Monday night the House passed, 390-12, a bill to reauthorize for five years the Animal Drug User Fee Act (ADUFA) and the Animal Generic Drug User Fee Act (AGDUFA). The House took up the measure (S. 622) approved by unanimous consent in the Senate May 8.
First enacted in 2003, ADUFA and AGDUFA allow the U.S. Food and Drug Administration to collect fees from animal health companies for the review and approval of animal health products, including ones for farm animals and pets. The fees supplement the agency’s annual congressionally-approved appropriations and have enabled FDA to dramatically reduce its review time for new animal drugs, bringing medications to market more quickly while maintaining high standards for safety and effectiveness.
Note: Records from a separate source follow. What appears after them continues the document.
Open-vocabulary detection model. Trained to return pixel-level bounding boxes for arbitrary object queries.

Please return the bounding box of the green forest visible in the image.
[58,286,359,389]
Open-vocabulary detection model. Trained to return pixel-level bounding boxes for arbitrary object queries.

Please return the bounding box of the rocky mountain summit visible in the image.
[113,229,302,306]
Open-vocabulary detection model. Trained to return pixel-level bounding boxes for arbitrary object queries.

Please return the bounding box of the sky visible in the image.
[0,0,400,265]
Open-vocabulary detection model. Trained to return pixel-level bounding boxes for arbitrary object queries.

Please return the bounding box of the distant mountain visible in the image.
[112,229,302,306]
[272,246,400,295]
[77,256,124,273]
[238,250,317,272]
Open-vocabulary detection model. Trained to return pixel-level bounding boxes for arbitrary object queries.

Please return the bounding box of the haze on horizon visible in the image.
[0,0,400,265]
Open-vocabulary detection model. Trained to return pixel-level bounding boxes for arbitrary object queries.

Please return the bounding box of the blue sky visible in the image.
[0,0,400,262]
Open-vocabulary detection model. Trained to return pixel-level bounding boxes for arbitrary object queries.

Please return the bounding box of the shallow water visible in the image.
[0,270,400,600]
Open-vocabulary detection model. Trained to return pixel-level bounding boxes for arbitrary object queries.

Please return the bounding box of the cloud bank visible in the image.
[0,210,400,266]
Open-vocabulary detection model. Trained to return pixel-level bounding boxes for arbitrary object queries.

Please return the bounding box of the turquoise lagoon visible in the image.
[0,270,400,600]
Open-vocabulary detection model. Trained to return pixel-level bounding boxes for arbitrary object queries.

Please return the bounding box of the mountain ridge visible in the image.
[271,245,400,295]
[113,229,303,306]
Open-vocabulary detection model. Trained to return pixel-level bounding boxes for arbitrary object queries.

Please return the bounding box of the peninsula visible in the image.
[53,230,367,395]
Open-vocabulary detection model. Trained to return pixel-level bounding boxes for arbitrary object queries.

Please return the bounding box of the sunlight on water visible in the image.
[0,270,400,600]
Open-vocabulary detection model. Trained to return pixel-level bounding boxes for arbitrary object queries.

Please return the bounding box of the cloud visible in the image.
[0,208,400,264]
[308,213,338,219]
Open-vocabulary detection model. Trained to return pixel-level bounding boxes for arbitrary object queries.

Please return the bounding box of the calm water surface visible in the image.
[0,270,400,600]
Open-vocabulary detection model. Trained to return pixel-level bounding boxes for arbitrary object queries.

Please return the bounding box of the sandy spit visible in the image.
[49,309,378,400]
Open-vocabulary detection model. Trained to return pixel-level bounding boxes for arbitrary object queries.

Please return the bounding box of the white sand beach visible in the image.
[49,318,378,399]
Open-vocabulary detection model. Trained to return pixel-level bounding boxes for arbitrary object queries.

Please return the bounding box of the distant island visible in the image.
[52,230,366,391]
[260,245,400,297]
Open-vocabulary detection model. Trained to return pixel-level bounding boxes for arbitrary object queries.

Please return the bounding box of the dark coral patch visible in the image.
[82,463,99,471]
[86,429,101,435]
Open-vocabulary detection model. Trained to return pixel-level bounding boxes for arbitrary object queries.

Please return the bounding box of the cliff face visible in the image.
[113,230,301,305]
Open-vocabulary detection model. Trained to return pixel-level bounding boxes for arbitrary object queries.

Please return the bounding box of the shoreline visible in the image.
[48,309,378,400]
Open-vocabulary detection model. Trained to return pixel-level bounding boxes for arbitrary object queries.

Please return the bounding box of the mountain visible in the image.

The legislation was approved without amendments. Opponents of modern livestock production had threatened to offer provisions to restrict from use in food-animal production certain antibiotics and to require reporting of on-farm uses of animal health products. [FDA already collects antibiotics sales data, which a number of groups have misused in efforts to blame animal agriculture for the rise of antibiotic-resistant illnesses in people, the National Pork Producers Council said in a statement.
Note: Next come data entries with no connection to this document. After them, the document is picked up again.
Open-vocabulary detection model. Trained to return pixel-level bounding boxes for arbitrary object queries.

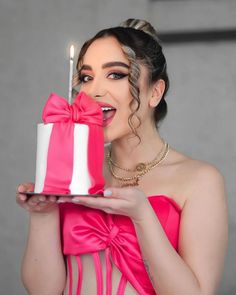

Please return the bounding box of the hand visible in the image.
[71,188,152,222]
[16,183,58,213]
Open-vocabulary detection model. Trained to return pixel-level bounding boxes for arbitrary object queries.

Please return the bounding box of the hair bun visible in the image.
[120,18,159,41]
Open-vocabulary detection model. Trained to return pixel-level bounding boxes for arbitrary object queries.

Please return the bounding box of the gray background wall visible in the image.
[0,0,236,295]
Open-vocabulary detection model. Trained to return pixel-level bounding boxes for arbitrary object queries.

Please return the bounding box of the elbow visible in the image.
[21,272,66,295]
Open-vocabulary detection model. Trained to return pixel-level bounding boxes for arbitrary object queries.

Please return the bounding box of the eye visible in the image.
[79,75,92,83]
[108,72,128,80]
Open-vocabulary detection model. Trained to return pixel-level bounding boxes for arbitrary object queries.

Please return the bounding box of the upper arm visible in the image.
[179,164,228,294]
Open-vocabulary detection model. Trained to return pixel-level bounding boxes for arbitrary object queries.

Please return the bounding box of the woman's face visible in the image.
[80,37,154,142]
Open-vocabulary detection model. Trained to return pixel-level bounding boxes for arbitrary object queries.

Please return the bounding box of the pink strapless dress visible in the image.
[60,195,181,295]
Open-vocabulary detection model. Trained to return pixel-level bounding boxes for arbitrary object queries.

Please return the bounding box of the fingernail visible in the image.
[103,189,112,197]
[71,198,79,203]
[57,199,65,203]
[18,185,25,193]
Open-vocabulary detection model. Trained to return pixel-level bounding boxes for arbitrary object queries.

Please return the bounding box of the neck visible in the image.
[111,124,163,169]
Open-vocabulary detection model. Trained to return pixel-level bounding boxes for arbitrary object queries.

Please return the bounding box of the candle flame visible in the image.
[70,45,75,59]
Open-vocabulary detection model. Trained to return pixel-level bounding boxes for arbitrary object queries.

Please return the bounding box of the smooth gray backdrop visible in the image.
[0,0,236,295]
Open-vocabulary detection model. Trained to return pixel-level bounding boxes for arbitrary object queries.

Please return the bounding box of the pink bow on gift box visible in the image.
[42,92,103,126]
[39,92,105,194]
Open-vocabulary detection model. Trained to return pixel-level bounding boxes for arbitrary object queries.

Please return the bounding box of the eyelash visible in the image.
[79,72,128,83]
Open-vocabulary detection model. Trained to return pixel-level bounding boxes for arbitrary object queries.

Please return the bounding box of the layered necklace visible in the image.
[107,142,170,187]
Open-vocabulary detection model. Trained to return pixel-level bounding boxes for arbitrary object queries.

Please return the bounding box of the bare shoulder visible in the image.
[173,151,225,207]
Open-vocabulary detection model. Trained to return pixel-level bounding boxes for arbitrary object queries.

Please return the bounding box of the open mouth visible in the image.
[101,105,116,127]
“We want to commend the leadership on both sides of the aisle in the Senate and House for approving this important legislation,” said NPPC president Randy Spronk, a pork producer from Edgerton, Minn. “The laws will help ensure that pork producers have access to products that keep our pigs healthy and our products safe and wholesome.”
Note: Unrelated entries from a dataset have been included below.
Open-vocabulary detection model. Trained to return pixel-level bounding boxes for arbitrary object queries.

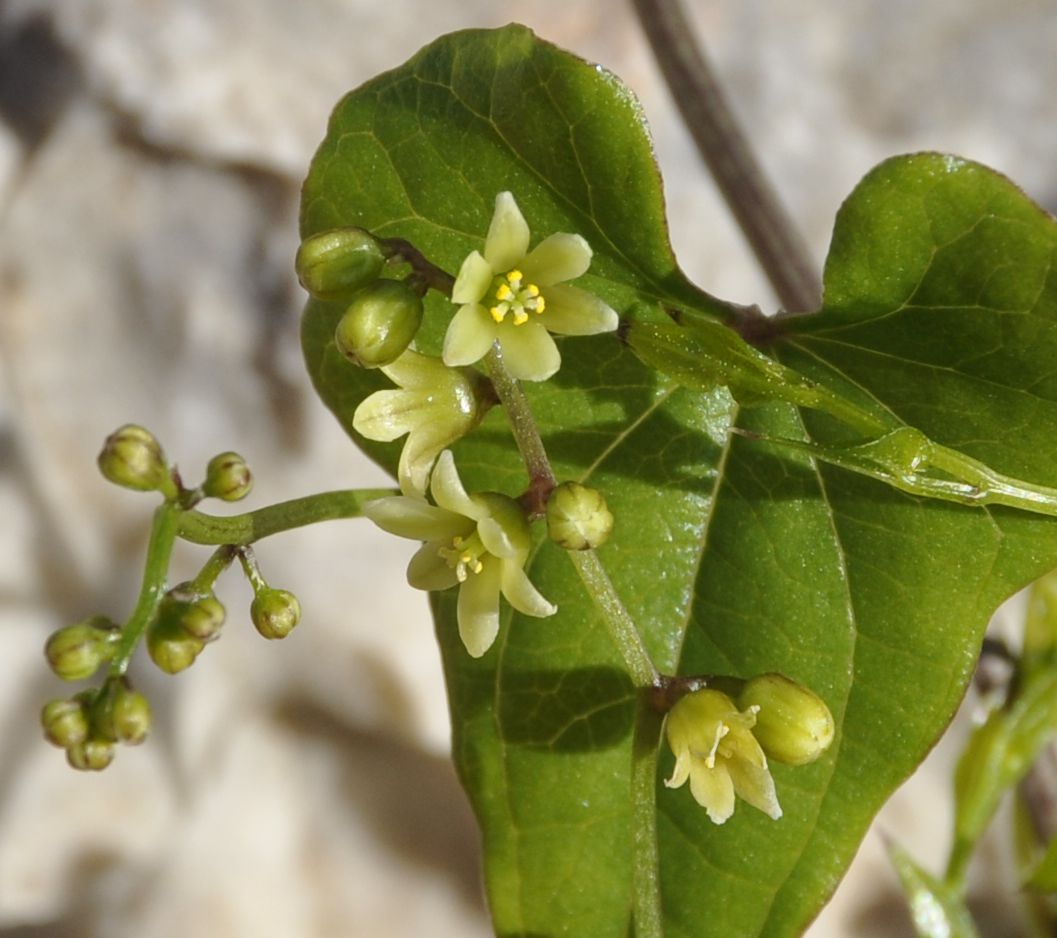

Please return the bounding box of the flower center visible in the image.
[488,270,546,326]
[438,529,487,583]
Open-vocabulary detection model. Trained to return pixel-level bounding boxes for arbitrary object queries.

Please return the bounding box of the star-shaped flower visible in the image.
[352,350,488,496]
[364,449,557,658]
[444,192,618,381]
[665,688,782,824]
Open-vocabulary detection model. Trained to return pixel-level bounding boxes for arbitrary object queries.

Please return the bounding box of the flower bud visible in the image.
[157,583,226,644]
[738,674,834,766]
[67,739,114,772]
[294,228,386,299]
[249,588,301,639]
[44,615,120,681]
[110,682,151,746]
[334,280,422,368]
[40,697,89,749]
[202,453,254,501]
[546,482,613,550]
[97,423,169,492]
[147,619,205,675]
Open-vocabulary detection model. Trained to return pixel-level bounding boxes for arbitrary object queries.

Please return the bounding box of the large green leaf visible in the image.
[302,26,1057,938]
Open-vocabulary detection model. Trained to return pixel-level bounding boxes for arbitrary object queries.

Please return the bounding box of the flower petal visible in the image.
[498,562,558,619]
[442,304,497,366]
[429,449,485,520]
[352,390,429,443]
[396,420,460,497]
[479,192,529,270]
[541,286,620,335]
[458,556,500,658]
[724,757,782,821]
[690,759,734,824]
[477,516,522,558]
[664,749,693,788]
[407,541,459,591]
[364,495,474,540]
[521,233,591,287]
[451,251,496,306]
[378,349,448,390]
[499,323,561,381]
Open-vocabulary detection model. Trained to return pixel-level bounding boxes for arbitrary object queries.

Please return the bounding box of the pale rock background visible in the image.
[0,0,1057,938]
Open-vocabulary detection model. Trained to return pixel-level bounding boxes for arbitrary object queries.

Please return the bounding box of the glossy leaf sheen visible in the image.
[301,26,1057,938]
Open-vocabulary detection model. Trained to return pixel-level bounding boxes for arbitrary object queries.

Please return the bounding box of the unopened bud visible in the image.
[44,615,120,681]
[249,588,301,639]
[738,674,834,766]
[294,228,386,299]
[97,423,169,492]
[147,620,205,675]
[67,739,114,772]
[110,683,151,746]
[546,482,613,550]
[334,280,422,368]
[202,453,254,501]
[157,583,226,644]
[40,698,89,749]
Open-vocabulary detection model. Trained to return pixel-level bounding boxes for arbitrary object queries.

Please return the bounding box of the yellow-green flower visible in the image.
[665,688,782,824]
[364,449,557,658]
[352,350,487,496]
[443,192,618,381]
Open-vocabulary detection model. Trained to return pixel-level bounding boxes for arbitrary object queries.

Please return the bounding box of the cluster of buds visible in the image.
[40,678,151,772]
[147,583,225,675]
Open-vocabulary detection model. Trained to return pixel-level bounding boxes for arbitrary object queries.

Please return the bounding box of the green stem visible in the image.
[485,346,661,687]
[178,489,396,546]
[631,705,664,938]
[485,346,664,938]
[109,501,182,678]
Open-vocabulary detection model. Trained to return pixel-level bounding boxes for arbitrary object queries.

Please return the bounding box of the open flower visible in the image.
[364,449,557,658]
[444,192,618,381]
[352,350,487,496]
[665,688,782,824]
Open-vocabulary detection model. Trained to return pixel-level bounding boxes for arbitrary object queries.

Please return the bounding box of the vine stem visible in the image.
[485,346,661,687]
[632,0,822,312]
[178,489,397,547]
[108,501,181,678]
[485,346,664,938]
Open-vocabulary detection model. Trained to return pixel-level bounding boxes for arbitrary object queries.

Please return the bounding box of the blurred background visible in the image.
[0,0,1057,938]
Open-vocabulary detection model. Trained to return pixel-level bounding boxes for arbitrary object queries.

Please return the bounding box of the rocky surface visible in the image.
[0,0,1057,938]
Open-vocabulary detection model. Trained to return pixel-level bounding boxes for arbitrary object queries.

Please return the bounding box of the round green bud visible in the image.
[738,674,835,766]
[157,583,226,644]
[294,228,386,299]
[40,698,89,749]
[546,482,613,550]
[334,280,422,368]
[147,619,205,675]
[110,683,151,746]
[44,615,120,681]
[202,453,254,501]
[249,588,301,639]
[97,423,169,492]
[67,739,114,772]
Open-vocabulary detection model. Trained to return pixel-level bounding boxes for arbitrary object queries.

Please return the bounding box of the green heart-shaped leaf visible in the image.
[302,26,1057,938]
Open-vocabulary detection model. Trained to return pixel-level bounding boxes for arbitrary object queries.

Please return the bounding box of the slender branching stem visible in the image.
[179,489,396,546]
[109,501,181,678]
[633,0,821,312]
“NPPC thanks Sens. [Tom] Harkin and [Lamar] Alexander and Reps. [John] Shimkus, [Fred] Upton, [Joe] Pitts and [Cory] Gardner for making sure this was a ‘clean’ bill,” Spronk said. “They understood that limiting our ability to keep our animals healthy and burdening producers with paperwork wasn’t going to help us produce safe food or add to the knowledge base about the important issue of antibiotic resistance.”